Trump on Obama’s $3.7 MILLION grant to CHINESE lab in Wuhan in 2015:
— Danny De Urbina (@dannydeurbina) April 18, 2020
“We will end that grant very quickly.” pic.twitter.com/l0ankccqqG
According to the excerpt, the NIH looked into this and found a $3.7 million grant to EcoHealth Alliance, which had worked with Wuhan Institute of Virology researchers in the past, but wasn’t presently involved in work there. On April 24, Collins and Fauci suddenly received notice that Trump wanted them to announce the grant had been terminated.

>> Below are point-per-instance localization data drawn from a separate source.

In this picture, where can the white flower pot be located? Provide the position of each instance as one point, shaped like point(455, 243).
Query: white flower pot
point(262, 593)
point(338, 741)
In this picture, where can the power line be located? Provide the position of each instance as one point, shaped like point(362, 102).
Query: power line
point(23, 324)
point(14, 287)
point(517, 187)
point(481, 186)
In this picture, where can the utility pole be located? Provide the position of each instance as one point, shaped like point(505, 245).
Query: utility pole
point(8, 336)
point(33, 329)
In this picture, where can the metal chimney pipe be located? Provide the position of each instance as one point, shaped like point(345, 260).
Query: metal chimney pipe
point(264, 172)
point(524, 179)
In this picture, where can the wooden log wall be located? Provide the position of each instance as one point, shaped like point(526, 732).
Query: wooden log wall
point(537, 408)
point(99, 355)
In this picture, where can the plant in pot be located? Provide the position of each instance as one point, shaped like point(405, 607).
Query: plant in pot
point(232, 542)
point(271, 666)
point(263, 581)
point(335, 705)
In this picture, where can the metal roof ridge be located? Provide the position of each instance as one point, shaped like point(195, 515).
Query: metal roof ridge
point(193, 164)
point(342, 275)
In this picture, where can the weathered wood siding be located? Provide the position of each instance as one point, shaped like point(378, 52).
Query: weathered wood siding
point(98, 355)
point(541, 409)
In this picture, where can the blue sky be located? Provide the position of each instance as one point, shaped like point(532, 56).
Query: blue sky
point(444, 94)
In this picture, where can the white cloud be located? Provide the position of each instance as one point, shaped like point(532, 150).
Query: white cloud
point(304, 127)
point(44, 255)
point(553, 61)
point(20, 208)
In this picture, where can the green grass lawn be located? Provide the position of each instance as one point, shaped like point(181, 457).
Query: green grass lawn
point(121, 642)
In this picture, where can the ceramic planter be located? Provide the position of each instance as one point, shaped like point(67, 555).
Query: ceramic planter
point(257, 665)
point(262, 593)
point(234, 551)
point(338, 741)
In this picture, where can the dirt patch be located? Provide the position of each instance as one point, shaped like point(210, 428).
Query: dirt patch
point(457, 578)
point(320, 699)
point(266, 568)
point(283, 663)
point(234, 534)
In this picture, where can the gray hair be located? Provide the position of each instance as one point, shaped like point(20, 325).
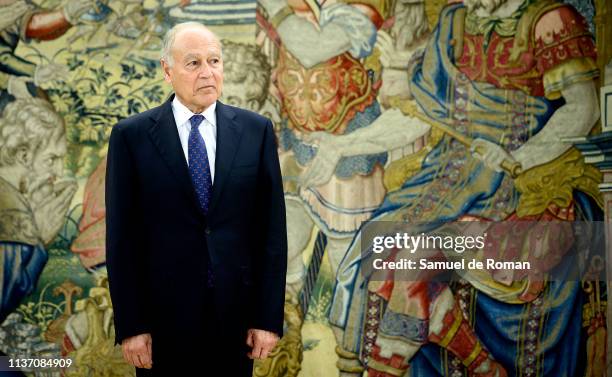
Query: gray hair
point(27, 123)
point(170, 36)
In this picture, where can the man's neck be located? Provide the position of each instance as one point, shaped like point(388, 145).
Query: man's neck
point(192, 108)
point(504, 11)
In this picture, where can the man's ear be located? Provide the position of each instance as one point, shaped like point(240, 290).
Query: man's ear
point(24, 156)
point(166, 69)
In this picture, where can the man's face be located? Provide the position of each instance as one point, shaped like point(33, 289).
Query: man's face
point(197, 72)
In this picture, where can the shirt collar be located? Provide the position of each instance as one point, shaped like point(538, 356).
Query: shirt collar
point(182, 113)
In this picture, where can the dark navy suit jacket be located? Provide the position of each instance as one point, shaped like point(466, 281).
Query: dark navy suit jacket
point(159, 242)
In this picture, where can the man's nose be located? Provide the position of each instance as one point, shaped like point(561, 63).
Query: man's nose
point(205, 71)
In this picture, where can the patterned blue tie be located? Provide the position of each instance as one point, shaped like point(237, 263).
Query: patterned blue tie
point(199, 168)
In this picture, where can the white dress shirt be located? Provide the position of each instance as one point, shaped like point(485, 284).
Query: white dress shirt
point(208, 130)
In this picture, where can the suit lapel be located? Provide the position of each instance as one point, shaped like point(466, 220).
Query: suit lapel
point(228, 139)
point(164, 135)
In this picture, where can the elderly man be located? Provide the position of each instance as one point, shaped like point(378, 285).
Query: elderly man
point(517, 76)
point(196, 229)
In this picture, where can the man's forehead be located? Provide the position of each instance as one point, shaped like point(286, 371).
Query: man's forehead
point(194, 38)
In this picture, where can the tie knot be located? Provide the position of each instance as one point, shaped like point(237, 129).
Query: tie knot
point(196, 120)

“Collins and Fauci told the White House and [the Department of Health and Human Services] that they were not sure the NIH actually had the authority to terminate a peer-reviewed grant in the middle of a budget cycle. The HHS general counsel told them to do it anyway and made clear it was a direct order from the president, implying that their jobs were on the line if they didn’t comply. Fauci and Collins reluctantly agreed to cancel the grant,” the authors wrote.
The book also includes a conversation between Fauci and Peter Staley, an HIV/AIDS activist who in the 1980s and 90s led militant protests that pressured the NIH into speeding up research on AIDS treatments. Staley briefly suggested Fauci and Collins resign in protest over the directive in order to demonstrate their contempt at the politicization of scientific research - and he wasn’t the only one to suggest it. In the end, they didn’t resign and they paused the spending of the final $369,819 balance on the grant.
A few months later, during a House Energy & Commerce Committee hearing in June 2020, Fauci told lawmakers he didn’t know why the grant had been canceled.
"Why was it canceled? It was canceled because the NIH was told to cancel it," Fauci said at the time. "I don’t know the reason, but we were told to cancel it."
The grant had helped pay for research into how coronaviruses jump from bats into humans. Several other viruses in the family, including Severe Acute Respiratory Syndrome (SARS) and Middle East Respiratory Syndrome (MERS) which infect humans from bats or pangolins, are suspected as the most likely origin of COVID-19, as well. However, other sources are also being investigated by the WHO, including zoonotic transmission from other animals, and escape from a biolab.
Focus on Wuhan Research Continues
During a May 2021 Senate hearing, Fauci flatly rejected an accusation by Sen. Rand Paul (R-KY) that the NIH had funded “gain-of-function” research in Wuhan, a risky procedure with high rewards in which viruses are encouraged to evolve and adapt to new environments. While it has the potential to open illnesses up to infecting new species or to improve its transmissibility, the research has in the past also yielded invaluable results, such as a vaccine against yellow fever, once one of the world’s most dangerous infectious diseases.
“Senator Paul, with all due respect, you are entirely and completely incorrect, that the NIH has not ever and does not now fund gain-of-function research in the Wuhan Institute,” Fauci said.
Republicans have long beaten the drum of a supposed lab leak in Wuhan. During Trump’s presidency, it was dismissed as a conspiracy theory. But since US President Joe Biden took office in January, the idea has begun to gain currency with liberals, as well. After a WHO team traveled to Wuhan in early 2021 to exchange data on the early days of the pandemic, Western politicians and some scientists began claiming China had withheld information about the biolab, even though WHO scientists said their efforts were never impeded by their Chinese colleagues.
In late May, Biden ordered the US intelligence agencies to conduct a 90-day probe into the origins of COVID-19.